Setup on Windows: Additional Tools Required

The recommendation is to set up a virtual remote environment to follow along with the Zoomcamp, but I opted instead to use my personal Windows 11 machine. If you choose to do this, it will require you to install some additional tools in order to complete the module:

  • Git for Windows
  • WSL
    • In order to install Docker on windows you will need to install Windows Subsystem for Linux (WSL) and enable Hyper V in the Windows Features

Git for Windows includes Git Bash, which we will be running the majority of our commands on.

Important: For certain Docker commands, you will need to prefix the command in Git Bash with winpty, which ensures proper handling of the terminal I/O, making it possible to interact with Docker containers as intended. The necessity of the command may vary, but if you are having issues running a docker command in the Git Bash terminal, try prefixing it with winpty.

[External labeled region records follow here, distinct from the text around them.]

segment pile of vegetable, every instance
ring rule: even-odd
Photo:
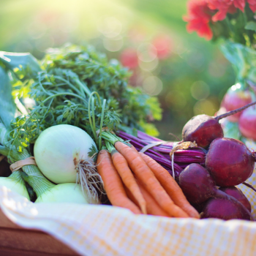
[[[0,52],[0,154],[12,170],[1,178],[10,189],[35,203],[252,219],[233,186],[252,175],[255,153],[223,138],[219,124],[238,110],[196,116],[183,141],[167,143],[146,132],[156,131],[148,120],[161,118],[157,99],[129,87],[127,70],[91,47],[50,49],[40,61]]]

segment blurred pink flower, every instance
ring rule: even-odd
[[[212,11],[208,7],[207,0],[190,0],[187,4],[188,15],[184,18],[188,22],[187,30],[189,33],[197,31],[199,37],[210,40],[213,37],[209,26]]]
[[[256,12],[256,0],[247,0],[249,7],[253,12]]]
[[[152,45],[156,48],[157,57],[160,59],[166,59],[170,53],[172,41],[165,34],[157,35],[152,41]]]
[[[227,12],[234,13],[236,8],[244,12],[245,7],[245,0],[207,0],[207,2],[210,9],[218,11],[212,18],[214,22],[223,20]]]
[[[137,51],[134,48],[124,49],[120,56],[120,61],[123,66],[132,69],[138,67],[138,59]]]

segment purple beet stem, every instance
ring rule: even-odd
[[[126,133],[122,131],[118,132],[118,135],[123,140],[129,140],[129,143],[140,151],[146,145],[152,142],[162,141],[157,138],[151,137],[147,134],[138,131],[138,137]],[[168,143],[154,146],[148,149],[145,154],[156,160],[163,166],[170,174],[172,174],[172,162],[170,158],[170,152],[173,149],[173,143]],[[174,171],[176,176],[178,176],[181,170],[192,163],[204,165],[206,153],[200,149],[178,150],[174,153]]]

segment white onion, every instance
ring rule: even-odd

Docker Services Configuration

Before ingesting our data into a PostgreSQL database, we need to configure and start instances of both pgAdmin (database explorer) and PostgreSQL. We have two goals:

  1. Setup a docker network so our application services can communicate
  2. Enable our newly ingested data to be persistent across container runs (in other words, our data does not get deleted after exiting our container)

In the Zoomcamp, we start by running each service independently with multiple docker commands. I am skipping ahead here and using docker-compose to set up both with a single command, as it is more efficient.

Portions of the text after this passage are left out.